Eugene F. Irschick (1934 - 2022)

February 17, 2023

Eugene F. Irscchick

2/17/2023

Dear friends,

It is with great sadness that I convey news of the death of Eugene F. Irschick, a distinguished historian of South Asia and a member of the Berkeley History Department since 1964. Born in 1934, Gene passed away on November 10, 2022, in El Dorado Hills, California, at the age of 88.

Gene was born in India, the son of Lutheran missionaries. He was a graduate of the missionary-sponsored Kodaikanal International School. In later life he became sharply critical of the missionary project, but remained proud of Kodaikanal’s high academic reputation. Of the twelve boys in his high school class of 1949, eleven went on to obtain Ph.D or M.D. degrees. Gene came to the United States to attend Gettysburg College, from which he graduated in 1955 with a B.A. with honors in History and a minor in Greek and Religion. He then took an M.A in the University of Pennsylvania's South Asia Regional Studies Program, before entering the doctoral program in History at the University of Chicago. Immediately upon completion of his degree there in 1964 he joined the Department of History at UC Berkeley. He retired in 2010.
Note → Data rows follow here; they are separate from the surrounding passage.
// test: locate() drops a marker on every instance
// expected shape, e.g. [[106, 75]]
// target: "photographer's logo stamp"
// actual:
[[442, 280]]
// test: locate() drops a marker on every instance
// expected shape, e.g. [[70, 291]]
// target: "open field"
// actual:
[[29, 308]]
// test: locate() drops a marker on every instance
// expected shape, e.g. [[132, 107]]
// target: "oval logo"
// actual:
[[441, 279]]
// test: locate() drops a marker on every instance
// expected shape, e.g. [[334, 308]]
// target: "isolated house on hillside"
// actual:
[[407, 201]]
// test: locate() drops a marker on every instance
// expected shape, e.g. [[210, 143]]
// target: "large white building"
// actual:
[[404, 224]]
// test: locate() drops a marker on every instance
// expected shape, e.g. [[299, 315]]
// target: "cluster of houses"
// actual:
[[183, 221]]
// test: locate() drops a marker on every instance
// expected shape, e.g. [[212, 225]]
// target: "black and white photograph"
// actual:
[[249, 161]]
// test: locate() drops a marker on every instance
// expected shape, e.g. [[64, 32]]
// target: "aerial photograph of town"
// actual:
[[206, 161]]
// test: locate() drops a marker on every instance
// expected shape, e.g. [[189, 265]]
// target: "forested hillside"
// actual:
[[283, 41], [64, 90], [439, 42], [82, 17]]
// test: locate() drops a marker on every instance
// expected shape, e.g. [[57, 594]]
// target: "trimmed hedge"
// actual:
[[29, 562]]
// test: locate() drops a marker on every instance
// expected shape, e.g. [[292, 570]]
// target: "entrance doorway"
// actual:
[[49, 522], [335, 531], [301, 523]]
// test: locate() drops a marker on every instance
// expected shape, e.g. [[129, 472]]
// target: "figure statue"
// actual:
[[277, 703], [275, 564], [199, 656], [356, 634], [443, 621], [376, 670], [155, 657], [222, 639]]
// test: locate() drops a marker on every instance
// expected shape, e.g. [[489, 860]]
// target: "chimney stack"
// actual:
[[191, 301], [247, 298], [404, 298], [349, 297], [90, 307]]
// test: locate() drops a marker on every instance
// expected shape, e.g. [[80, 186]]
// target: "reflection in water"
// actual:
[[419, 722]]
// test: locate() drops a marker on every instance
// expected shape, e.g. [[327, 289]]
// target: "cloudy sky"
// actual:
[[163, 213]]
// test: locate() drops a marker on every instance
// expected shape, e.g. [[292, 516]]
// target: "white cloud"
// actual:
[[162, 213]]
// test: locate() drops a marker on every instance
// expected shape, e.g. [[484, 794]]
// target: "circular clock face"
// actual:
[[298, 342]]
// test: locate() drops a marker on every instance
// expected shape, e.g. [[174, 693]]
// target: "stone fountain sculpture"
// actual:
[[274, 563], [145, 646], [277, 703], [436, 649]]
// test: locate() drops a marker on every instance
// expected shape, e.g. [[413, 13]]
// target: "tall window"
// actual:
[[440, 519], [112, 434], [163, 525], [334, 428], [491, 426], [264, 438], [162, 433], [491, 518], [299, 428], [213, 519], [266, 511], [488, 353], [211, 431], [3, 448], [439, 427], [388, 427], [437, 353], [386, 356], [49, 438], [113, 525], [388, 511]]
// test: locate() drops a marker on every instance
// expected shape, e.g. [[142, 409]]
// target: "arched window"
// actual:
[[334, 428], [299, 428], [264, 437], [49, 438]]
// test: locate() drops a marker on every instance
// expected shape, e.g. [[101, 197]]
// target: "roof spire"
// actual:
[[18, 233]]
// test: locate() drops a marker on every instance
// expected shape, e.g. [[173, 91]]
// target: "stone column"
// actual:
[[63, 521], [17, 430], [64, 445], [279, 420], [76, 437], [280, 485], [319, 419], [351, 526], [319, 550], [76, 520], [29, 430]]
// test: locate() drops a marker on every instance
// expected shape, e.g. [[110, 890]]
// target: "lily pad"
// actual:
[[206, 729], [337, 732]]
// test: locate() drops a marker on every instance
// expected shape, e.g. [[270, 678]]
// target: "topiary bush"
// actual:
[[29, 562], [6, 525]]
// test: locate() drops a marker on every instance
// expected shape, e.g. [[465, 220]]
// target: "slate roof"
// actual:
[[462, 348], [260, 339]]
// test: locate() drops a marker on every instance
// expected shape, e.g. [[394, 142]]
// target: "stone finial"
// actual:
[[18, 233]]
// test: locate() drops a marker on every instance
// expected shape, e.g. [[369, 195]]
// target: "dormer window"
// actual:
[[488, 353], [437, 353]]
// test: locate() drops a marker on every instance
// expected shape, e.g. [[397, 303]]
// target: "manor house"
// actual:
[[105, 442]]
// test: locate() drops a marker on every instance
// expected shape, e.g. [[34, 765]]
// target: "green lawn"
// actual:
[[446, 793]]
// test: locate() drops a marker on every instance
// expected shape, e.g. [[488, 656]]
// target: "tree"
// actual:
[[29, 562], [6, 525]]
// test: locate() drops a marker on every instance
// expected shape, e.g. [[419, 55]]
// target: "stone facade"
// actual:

The first of Gene’s books was Politics and Social Conflict in South India: The Non-Brahmin Movement and Tamil Separatism, 1916-1929 (UC Press, 1969), which grew out of his doctoral dissertation. The second, Tamil Revivalism in the 1930s (Crea, 1986) continued his engagement with the South India of his own childhood and youth. During the later years of his publishing career, he became engaged with postmodern theory and wrote a very different book, Dialogue and History: Constructing South India, 1795-1895 (UC Press, 1994). Although the raw materials for this book remained those found in the history of the Tamil regions of India, Gene’s analytic approach was different. While his earlier work had been strongly empirical, this new work, inspired by the Russian social theorist Mikhail Bakhtin, offered a fresh approach to the history of India organized around cognitive structures. He was additionally the author of the textbook A History of the New India: Past and Present (Routledge, 2015).

Gene’s mentorship and care are warmly remembered by students and colleagues. A tribute can be found on the website of the Institute for South Asia Studies at this link.

At this time of loss, our thoughts go out to Gene’s wife Gabriela Gerlach of Folsom, California, his former wife Ann Feeney, and his children Jessica, Katherine, Michael, Duncan, and Sophie Charlotte.